Entre una pulsión de magnificencia y otra de mundanidad —otro derivado de este contraste lírico, contemporáneo del poema de Gómez Jattin, figura en 24 de mayo de 1980 de Joseph Brodsky—, El Dios que adora va enseñando en los siguientes versos su mitología de miseria: «Porque dormí siete meses en una mecedora / y cinco en las aceras de una ciudad / Porque a la riqueza miro de perfil / mas no con odio Porque amo a quien ama / Porque sé cultivar naranjos y vegetales / aun en la canícula [...] / Porque amo los pájaros y la lluvia y su intemperie / que me lava el alma [...] / Porque cuando estoy enfermo / voy al hospital de caridad». Para consternación del lector, la voz poética no disimula ni deplora su miseria, sino que en busca de su expresión se regala un color de ostentación y casi de festejo. La voz de ese mendigo —de ese dios pordiosero— obedece los dictados de Epicteto y del Bhagavad Gita según los cuales tanto las calamidades como la buena fortuna deben admitirse con indiferencia e incluso —en el caso de las calamidades— abrazarse con gozo. Pero agrega: deben admitirse y abrazarse con un canto. Al tratar su estado de penurias con la eufonía de la anáfora y con la alternación de registros cultos y vulgares —«heredad», «trompada», «acera», «canícula» y «compadre» se solapan en este poema—, el pordiosero parece revestir su mendicidad de las formas de la aristocracia: la aristocracia del buen canto. Uno de los aciertos de Gómez Jattin en El Dios que adora, su acierto estructural, es concebir un mendigo que, sin omitir las desventuras de su figura, se sobrepone a su situación social: esquivar la patología —que se ha elevado a epidemia entre sus amigos los teatreros— del panfleto. Por eso el mendigo es un dios: no porque sufra, sino porque lo canta, porque sabe cantarlo. Se titula El Dios que adora, no El Dios al que adoran: el dios que ora, no el que espera oraciones.

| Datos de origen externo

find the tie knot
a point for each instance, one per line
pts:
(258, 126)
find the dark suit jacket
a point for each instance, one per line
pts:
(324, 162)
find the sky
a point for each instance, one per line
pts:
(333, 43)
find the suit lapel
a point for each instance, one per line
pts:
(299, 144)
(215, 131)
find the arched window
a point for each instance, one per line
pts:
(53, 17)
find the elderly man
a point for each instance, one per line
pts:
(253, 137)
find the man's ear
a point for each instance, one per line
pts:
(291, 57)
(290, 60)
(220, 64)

Este mendigo —cuya miseria puede interpretarse también como un síntoma moral, cuya figura recoge a las criaturas del margen, del exilio, del desamor— no aspira a la conmiseración y declama en cambio desde una posición desafiante y ambigua: «Porque no soy bueno de una manera conocida». Pero en su extrañeza y alienación conserva la habilidad de vincularse a la humanidad: según descubre el último verso, el mendigo también es poeta —y en algún momento abandonó el derecho, es decir, la ley—, un poeta que en la forja combativa de versos consigue encontrar «al que trabaja / cada día un pan amargo y solitario y disputado». Leer El Dios que adora en clave de confesión —la aproximación dominante en la que también alcanza a incurrir el prólogo de Monsiváis para esta antología—, asumiendo su imaginería de altas miserias apenas como una suma de las circunstancias biográficas de Gómez Jattin, supondría desconocer la artesanía y la resonancia de su artificio, su parentesco con el modernismo y también su propósito de añadir una variación, valiéndose del arquetipo del mendigo que versa y predica, a la tradición que despunta con el parabolista ambulante de los Evangelios y se prolonga hasta los líricos andrajosos de Beckett. En Esperando a Godot, Vladimir responde a la descripción poética de Estragon de cierto mapa de Tierra Santa con las palabras «debieras haber sido poeta». Y Estragon, enseñando sus harapos, le devuelve: «Lo he sido. ¿No se nota?».